Opinion
CIVIL ACTION NO. 10-3071, SECTION "F".
August 1, 2011
ORDER REASONS
Before the Court are pre-trial memoranda on the issue of treatment of the administrative record in this ERISA case. The parties address the narrow issue of whether this Court should review a decision of the Social Security Administration which was never made a part of the record that was before the plan administrator. The Court finds that the administrative record is complete. The SSA decision is not a part of it.
Background
Kai Hamburg, the plaintiff, makes a claim under ERISA for improper denial of long-term disability benefits under a group disability insurance policy issued and administered by Life Insurance Co. of North America, the defendant. Mr. Hamburg is a data control specialist with Tulane University. He claims that he became disabled after a work-related car accident on February 16, 2007, which left him with injuries to his neck, back, and right shoulder. He also suffers from depression.
Nine months after his accident, the plaintiff submitted a claim for long-term disability benefits under Tulane's plan with the defendant. The defendant, as administrator, denied benefits on April 4, 2009, determining that the plaintiff's injuries did not render him "disabled" as defined by the plan. Plaintiff exhausted all administrative appeals of that decision and then sued the defendant on September 15, 2010.

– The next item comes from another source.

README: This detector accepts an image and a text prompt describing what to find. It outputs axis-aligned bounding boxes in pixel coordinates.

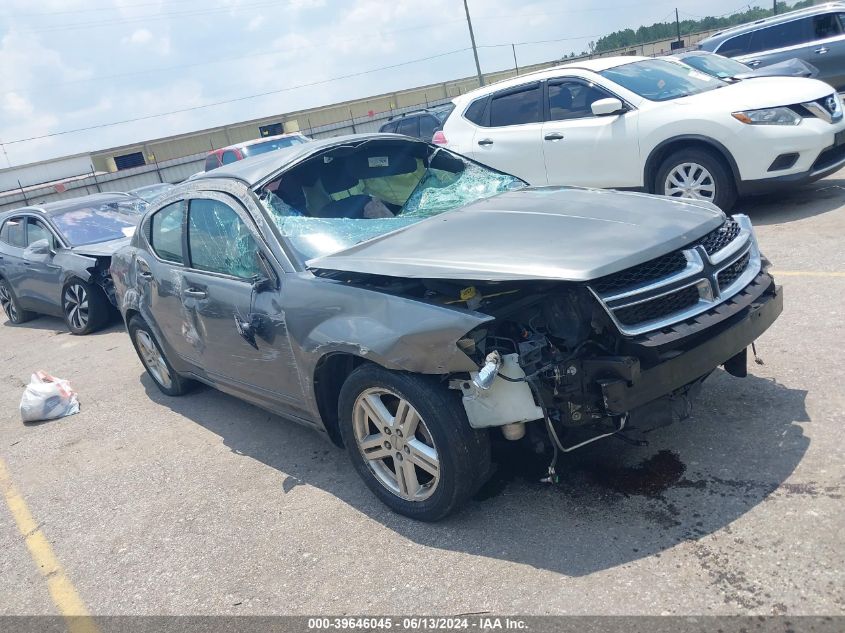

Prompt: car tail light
[431,130,449,145]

Meanwhile, on March 30, 2009, only five days before the defendant originally denied the claim for benefits, the Social Security Administration ruled the plaintiff to be disabled. The plaintiff claims that he did not know of the SSA decision until over a year later — yet still months before he filed this lawsuit — and that he believed the defendant was already in possession of it. The plaintiff sued, and it was not until preparing for a recent mediation session that the plaintiff discovered that the SSA decision was not part of the administrative record.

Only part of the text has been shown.